In "The Pianist Speaks," Lesley Valdes considers the accomplishment of Robert Schumann's work. "Something in the inner voices in the middle register," she reflects, "harmonies that reach don't overreach / the way an ordinary life is lived." These words stand equally as ars poetica for the poet's work in this beautiful debut collection. In poems that richly evoke the lives of composers, musicians, beloved family members, and often both, music brims The Starlight Room, no less so in the moving resonances of her lines-vividly present, elegiac, and filled with quiet duende.
-Daniel Tobin, author of The Mansions
I already knew this much: that poet, pianist, and music critic Lesley Valdes has an astounding ear for both silence and sound-"harmonies that reach don't overreach"-but her eye is brilliantly at work in these pages too. Such images! Starlight from tiny bulbs, colors that infuse and explode in Miami, stills and movement from memory, its grief making joy possible. The great ones float here too-Beethoven's counting out 60 beans for his coffee each day, Glenn Gould's preferring Bach for his desert island. But also Tatum and Ellington, and the poet's lost beloved father: "those feathery tones/that make you want to rush/to save them." Early on, Valdes writes "I saw them again / I thought it was a dream." You know what? Happily for us, it is not. It is here for us to savor.

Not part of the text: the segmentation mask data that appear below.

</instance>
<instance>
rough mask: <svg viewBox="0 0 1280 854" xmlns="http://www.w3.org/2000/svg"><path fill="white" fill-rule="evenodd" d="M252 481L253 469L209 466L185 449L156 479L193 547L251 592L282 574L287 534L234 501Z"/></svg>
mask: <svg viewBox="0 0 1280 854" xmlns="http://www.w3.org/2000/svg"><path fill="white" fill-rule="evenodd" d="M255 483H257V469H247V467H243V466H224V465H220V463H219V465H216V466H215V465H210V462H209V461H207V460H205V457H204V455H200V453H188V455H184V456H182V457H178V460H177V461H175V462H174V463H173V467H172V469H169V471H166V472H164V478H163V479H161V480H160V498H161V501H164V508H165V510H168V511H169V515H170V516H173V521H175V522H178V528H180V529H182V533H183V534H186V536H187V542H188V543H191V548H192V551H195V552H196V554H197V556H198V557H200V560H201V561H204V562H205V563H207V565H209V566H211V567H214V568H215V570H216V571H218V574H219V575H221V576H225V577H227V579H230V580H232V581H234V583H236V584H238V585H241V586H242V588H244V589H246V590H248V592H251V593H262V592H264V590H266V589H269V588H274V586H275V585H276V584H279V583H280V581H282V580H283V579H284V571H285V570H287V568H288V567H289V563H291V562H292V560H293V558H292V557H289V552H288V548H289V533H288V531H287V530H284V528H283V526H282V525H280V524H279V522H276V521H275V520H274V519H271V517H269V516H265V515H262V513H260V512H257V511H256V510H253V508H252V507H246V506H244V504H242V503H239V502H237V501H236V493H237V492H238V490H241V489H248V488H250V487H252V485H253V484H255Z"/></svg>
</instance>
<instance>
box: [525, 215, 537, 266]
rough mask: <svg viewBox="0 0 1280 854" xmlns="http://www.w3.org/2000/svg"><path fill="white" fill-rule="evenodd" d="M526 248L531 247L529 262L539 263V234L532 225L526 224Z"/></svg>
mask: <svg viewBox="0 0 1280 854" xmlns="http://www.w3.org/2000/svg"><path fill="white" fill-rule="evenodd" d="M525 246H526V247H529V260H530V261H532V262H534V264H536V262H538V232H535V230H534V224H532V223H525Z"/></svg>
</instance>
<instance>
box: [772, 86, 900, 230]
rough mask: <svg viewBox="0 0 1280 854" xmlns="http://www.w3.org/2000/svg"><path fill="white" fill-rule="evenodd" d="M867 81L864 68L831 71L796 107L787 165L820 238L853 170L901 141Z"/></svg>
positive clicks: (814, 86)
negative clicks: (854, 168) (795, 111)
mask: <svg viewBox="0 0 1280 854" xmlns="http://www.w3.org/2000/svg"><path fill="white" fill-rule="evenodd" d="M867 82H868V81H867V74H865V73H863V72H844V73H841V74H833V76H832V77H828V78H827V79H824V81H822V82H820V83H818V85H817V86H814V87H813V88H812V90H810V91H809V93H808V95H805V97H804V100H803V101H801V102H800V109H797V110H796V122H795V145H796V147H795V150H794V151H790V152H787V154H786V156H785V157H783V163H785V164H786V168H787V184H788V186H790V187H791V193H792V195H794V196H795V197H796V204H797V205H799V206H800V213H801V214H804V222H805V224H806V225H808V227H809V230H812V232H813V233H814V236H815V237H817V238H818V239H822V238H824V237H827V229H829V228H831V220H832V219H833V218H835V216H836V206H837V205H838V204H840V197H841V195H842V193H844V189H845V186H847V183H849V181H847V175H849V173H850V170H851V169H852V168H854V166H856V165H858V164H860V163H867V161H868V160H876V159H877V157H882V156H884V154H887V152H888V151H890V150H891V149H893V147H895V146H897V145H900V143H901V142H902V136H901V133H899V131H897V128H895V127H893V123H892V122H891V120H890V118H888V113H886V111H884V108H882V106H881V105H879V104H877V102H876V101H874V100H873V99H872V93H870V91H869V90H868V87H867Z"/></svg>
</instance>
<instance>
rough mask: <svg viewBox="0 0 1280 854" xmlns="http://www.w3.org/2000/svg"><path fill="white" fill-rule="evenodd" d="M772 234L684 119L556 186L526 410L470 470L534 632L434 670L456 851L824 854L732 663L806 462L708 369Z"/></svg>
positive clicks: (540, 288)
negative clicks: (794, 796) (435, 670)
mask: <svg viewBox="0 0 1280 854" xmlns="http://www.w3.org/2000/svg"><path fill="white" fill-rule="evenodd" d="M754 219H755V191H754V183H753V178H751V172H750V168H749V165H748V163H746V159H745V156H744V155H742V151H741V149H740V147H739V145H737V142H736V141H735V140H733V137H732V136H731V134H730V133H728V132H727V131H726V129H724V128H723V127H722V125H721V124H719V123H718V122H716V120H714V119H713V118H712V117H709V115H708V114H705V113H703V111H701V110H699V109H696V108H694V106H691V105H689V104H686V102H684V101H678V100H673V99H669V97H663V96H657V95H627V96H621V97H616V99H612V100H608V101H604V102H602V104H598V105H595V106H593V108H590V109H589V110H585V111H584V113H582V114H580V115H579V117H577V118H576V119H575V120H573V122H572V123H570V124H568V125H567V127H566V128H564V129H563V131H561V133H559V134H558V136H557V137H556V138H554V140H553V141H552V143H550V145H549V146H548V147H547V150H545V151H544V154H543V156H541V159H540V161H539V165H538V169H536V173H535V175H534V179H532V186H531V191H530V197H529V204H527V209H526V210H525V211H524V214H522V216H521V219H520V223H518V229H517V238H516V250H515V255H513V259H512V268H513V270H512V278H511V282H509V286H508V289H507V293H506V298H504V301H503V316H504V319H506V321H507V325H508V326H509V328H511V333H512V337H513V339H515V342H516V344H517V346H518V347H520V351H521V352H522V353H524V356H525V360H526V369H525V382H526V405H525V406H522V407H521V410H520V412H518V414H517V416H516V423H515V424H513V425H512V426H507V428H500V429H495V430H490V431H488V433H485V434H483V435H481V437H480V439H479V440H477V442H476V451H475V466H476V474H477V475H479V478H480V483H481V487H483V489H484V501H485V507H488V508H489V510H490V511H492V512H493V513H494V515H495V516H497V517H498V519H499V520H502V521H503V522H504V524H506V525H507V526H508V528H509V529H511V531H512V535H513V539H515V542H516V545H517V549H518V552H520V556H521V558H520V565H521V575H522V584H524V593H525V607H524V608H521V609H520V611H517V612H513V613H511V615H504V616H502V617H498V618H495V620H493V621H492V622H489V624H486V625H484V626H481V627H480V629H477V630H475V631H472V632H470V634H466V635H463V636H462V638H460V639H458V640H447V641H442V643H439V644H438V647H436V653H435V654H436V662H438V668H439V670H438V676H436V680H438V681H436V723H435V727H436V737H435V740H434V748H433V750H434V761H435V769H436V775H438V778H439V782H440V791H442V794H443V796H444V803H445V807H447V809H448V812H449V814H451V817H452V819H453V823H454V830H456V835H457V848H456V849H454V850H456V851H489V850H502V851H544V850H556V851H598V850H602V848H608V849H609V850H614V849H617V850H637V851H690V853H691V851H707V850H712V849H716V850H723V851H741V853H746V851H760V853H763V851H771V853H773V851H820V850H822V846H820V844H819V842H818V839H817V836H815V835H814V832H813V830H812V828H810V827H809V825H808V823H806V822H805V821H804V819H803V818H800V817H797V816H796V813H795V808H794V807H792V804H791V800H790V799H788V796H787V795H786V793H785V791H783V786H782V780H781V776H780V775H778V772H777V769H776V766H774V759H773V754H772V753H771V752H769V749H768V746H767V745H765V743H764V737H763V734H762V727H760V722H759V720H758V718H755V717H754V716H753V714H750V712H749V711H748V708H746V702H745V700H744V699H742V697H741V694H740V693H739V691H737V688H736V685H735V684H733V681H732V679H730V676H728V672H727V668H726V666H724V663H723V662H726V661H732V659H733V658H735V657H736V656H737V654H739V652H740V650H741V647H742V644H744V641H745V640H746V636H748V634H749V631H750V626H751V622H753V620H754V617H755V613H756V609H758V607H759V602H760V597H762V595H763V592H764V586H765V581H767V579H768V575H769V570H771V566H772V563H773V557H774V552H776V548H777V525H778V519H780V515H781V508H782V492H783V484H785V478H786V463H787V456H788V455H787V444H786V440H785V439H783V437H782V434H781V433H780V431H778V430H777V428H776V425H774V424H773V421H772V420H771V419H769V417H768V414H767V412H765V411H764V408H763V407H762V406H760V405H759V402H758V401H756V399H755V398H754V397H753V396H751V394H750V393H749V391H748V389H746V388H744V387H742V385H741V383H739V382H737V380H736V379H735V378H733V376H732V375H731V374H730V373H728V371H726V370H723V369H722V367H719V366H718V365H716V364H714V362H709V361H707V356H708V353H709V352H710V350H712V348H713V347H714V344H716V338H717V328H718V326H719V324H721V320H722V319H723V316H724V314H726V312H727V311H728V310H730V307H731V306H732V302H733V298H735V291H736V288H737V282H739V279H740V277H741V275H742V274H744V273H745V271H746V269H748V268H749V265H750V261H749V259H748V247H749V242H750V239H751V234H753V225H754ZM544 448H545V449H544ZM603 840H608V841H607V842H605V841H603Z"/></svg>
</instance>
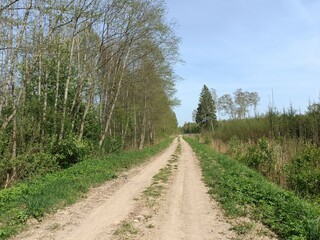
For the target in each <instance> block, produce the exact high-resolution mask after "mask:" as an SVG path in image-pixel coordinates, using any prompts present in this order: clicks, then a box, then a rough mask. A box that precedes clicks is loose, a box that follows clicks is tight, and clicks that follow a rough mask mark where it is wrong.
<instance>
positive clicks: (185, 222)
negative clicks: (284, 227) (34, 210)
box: [12, 138, 271, 240]
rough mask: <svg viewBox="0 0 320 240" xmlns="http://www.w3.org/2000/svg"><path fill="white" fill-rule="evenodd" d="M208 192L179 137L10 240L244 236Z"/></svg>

-Marianne Boruch, author of The Anti-Grief
The best poetry aspires to music, and Lesley Valdes's The Starlight Room achieves that as do few others, by treating musical subjects and themes with a precise emotional delicacy. All blend seamlessly with her own experience through "harmonies that reach," but "don't overreach" and reveal the fullness of "a woman's love and life." Lesley Valdes has given us one of the best chapbooks I have ever read.